Research Project: IDENTIFICATION OF DISEASE MECHANISMS AND CONTROL STRATEGIES FOR BACTERIAL RESPIRATORY PATHOGENS IN CATTLE

Location: Ruminant Diseases and Immunology Research

Title: Relative virulence in bison and cattle of bison-associated genotypes of Mycoplasma bovis

Author
item Register, Karen
item Olsen, Steven
item Ridpath, Julia
item Falkenberg, Shollie
item Briggs, Robert - Bob
item Cox, Rebecca

Submitted to: Meeting Abstract
Publication Type: Abstract Only
Publication Acceptance Date: 3/5/2015
Publication Date: N/A
Citation: N/A

Interpretive Summary:

Technical Abstract: Background. Mycoplasma bovis is a cause of respiratory disease in cattle and the bacterium most frequently isolated from bovine respiratory disease complex. It has recently emerged as a major health problem in bison, causing pharyngitis, pneumonia, arthritis, dystocia and abortion. In cattle, M. bovis is typically identified as one of several infectious agents acting in concert to cause disease but in bison it appears to be a primary pathogen. MLST analysis revealed that genotypes associated with disease in bison differ from those causing disease in cattle. Whether bison-associated genotypes can act as primary disease agents in cattle is unknown. Methods and Results. Healthy cattle (n=6) and bison (n=7), seronegative for anti-M. bovis IgG, were infected intranasally with an atomized suspension containing a mixture of 4 genetically distinct M. bovis bison isolates. Animals were monitored daily for clinical signs of disease and necropsied 4-6 wks post-infection.

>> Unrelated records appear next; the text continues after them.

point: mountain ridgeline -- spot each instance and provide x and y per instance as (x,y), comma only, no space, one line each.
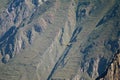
(60,40)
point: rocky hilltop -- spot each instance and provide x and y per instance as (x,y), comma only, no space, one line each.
(59,39)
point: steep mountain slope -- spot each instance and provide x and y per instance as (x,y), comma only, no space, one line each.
(113,70)
(58,39)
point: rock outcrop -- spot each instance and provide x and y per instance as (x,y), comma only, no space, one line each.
(59,39)
(113,70)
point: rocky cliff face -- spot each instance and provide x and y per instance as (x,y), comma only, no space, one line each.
(113,70)
(58,39)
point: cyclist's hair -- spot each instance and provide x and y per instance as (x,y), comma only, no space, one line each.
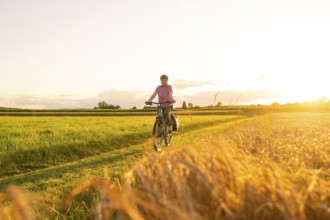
(163,76)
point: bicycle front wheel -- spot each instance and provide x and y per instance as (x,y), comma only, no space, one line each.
(158,136)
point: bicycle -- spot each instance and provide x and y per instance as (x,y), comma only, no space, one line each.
(159,132)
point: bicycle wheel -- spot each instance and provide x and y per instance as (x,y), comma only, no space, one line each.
(168,138)
(158,136)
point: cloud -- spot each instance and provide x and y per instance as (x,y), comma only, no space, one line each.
(233,97)
(264,77)
(125,99)
(187,84)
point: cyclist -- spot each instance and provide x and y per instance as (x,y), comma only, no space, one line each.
(164,92)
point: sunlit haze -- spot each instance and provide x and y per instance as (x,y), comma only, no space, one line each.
(74,54)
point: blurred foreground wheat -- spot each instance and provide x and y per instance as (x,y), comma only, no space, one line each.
(257,170)
(272,167)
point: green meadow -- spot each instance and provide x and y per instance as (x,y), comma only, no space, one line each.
(50,155)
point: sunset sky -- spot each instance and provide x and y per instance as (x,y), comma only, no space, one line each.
(75,53)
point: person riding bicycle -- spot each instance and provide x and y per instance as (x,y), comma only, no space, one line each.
(164,92)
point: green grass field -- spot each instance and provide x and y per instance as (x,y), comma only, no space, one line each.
(274,166)
(50,155)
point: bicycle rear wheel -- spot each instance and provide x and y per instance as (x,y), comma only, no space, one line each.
(168,138)
(158,136)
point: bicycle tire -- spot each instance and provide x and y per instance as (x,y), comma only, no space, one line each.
(158,136)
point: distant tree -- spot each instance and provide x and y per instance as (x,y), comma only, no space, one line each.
(184,105)
(103,104)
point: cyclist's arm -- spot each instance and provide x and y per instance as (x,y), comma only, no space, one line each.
(171,95)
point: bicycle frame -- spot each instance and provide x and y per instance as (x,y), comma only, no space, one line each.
(159,131)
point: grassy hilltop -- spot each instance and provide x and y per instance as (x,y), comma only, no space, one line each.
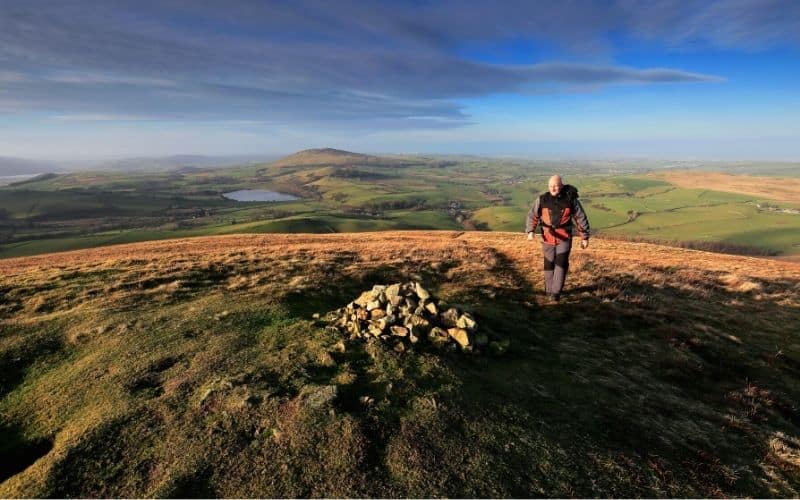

Blood and nasal swabs were collected from all animals on day 0 (prior to exposure), day 11 and at necropsy (day 28 or later). Tissue samples (lung, lymph node, liver and spleen) were also collected at necropsy. Blood was tested for serum anti-M. bovis IgG. Nasal swabs and tissues were cultured for Mycoplasma-like colonies, which were further evaluated using an M. bovis-specific PCR. Based on group daily averages, core temperature was elevated in bison for roughly 2 wks after exposure. No other clinical signs were noted in bison or cattle. Unexpectedly, M. bovis was cultured from the nasal cavity of 4 cattle and 6 bison on day 0. Except for 1 bison, the nasal cavity of all animals was culture-positive on at least one of the two remaining days sampled, with most positive on both days. M. bovis was cultured from the lungs of 1 of the cattle and 5 bison and from the tracheobronchial lymph node of 2 cattle and 2 bison; M. bovis was not detected in the liver or spleen of any animal from either group. Abscesses or other pathology typical of recent M. bovis infection were found in lungs of 6 bison while the lungs of infected cattle appeared normal. All animals were seropositive on day 11 post-exposure and antibody levels in all increased significantly by the time of necropsy (p = 0.002). These data suggest that M. bovis genotypes acting as primary respiratory pathogens in bison are unlikely to invade or cause disease in the lungs of cattle when other pathogens are absent.